Aoibheann conceded deciding to get married thousands of miles from home without any of her family present was a 'difficult'.
She said: 'We had been preparing as best we could within the organisation but like most, nothing could really prepare us for the world shutting down.
“As airlines were cancelling flights, our focus was to get our international volunteers off the Island and to Manilla to make sure they could catch the last flight home. It was a race against time, and very traumatic for many, we then had to decide ourselves if we would leave ASAP which meant being separated, or decide to stay, which meant we could be together but knowing that we may not be able to leave the country/see family, for who knew how long.
“That also meant accepting if a family member took ill that I would be unable to travel home.
“We were on a different island to Raffy's family, too, which meant we were also isolated from them. We decided to stay together and stick it out. Unfortunately, with the tourism industry hit so hard we also lost our jobs, but the main thing was that we were safe, together, and were able to stay at our work base (eight months) until we decided to relocate home to Ireland with our dog. I definitely wouldn’t recommend relocating during a pandemic whilst travelling with an pet. It was a nightmare, but we made it and it was completely worth it.
“We always wanted to eventually come home to Ireland but the pandemic sped it all up. We looked at it positively as a chance to reconnect to my roots and find my feet again after being abroad for years and, of course, be close to family – although we couldn’t have found a further spot from Derry - we’ve relocated to beautiful Kerry, where I’ve found a position managing a small marine awareness and activity centre.
“I’ve been able to reconnect with the ocean/marine life in Ireland, hoping to get comfortable diving in cold water and continue to work in marine awareness, connecting people to our oceans and their importance to us as a species – in turn to help sustain and protect what is left in our marine environment.
“My main role is working in marine education focusing on ocean literacy, running activities that help connect/reconnect people with our beautiful ocean. Activities such as snorkelling, paddle boarding, kayaking and seashore safaris where we take groups rock pooling along the seashore finding the most weird and wonderful creatures – hopefully, diving in the future, once I get used to the cold water.
“The Irish coastline is an incredible place for marine biodiversity so it’s been wonderful chance to reconnect myself and have the opportunity to guide others to experience the magic.
“During the lockdown I actually started a photography website, showcasing the intricate details of coral reefs, but I am so excited to add Irish marine life to it - check it out... www.coralreefbeauty.com.
“It’s been what feels like a very long time since I was home in Derry for a period of time, but looking forward to spending more time there catching up with old friends and family.

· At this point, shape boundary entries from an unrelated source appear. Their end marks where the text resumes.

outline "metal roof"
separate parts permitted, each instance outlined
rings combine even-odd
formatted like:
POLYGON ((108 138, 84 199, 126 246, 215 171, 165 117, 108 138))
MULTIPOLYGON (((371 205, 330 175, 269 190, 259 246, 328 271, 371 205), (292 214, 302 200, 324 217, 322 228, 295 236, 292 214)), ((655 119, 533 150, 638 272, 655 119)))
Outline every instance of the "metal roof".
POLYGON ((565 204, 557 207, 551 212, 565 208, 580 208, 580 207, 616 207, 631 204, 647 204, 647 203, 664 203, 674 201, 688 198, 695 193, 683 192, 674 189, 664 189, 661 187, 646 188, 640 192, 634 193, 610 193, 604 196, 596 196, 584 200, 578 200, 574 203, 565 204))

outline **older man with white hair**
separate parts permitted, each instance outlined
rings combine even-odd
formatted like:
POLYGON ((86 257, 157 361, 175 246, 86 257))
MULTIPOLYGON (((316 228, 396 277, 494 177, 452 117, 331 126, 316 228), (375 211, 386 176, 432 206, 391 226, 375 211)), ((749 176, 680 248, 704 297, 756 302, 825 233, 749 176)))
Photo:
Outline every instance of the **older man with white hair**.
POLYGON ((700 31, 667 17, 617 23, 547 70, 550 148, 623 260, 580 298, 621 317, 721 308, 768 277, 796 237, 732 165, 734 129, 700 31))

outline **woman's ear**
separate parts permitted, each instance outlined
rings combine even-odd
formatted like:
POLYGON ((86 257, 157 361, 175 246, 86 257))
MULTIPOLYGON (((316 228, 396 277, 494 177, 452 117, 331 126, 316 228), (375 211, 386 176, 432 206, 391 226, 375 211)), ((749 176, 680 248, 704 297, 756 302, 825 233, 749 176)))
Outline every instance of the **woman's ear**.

It's been a crazy year of uncertainties, change, tough situations and decision making for all of us - I am so grateful and fortunate to have an incredible family here in Ireland and in the Philippines, and an amazing group of friends from all over the world who have been so supportive throughout my life abroad.
“It definitely hasn’t been easy at times, but the journey and experience has been completely worth it - has led me to meet the love of my life and spending most of my days under the surface exposed to such ocean wonders. I’ve lived a dream.”
Aoibheann said one thing that had 'really shone a light' during the pandemic was how important our surrounding natural world was, not only to our mental health but to our survival as a species.
“Over 50% of the oxygen that we breathe comes from the ocean, it is so vital that we keep on making changes In our lives to give back to our gorgeous environment. We need to protect our oceans and natural world, and in turn, it will protect us.”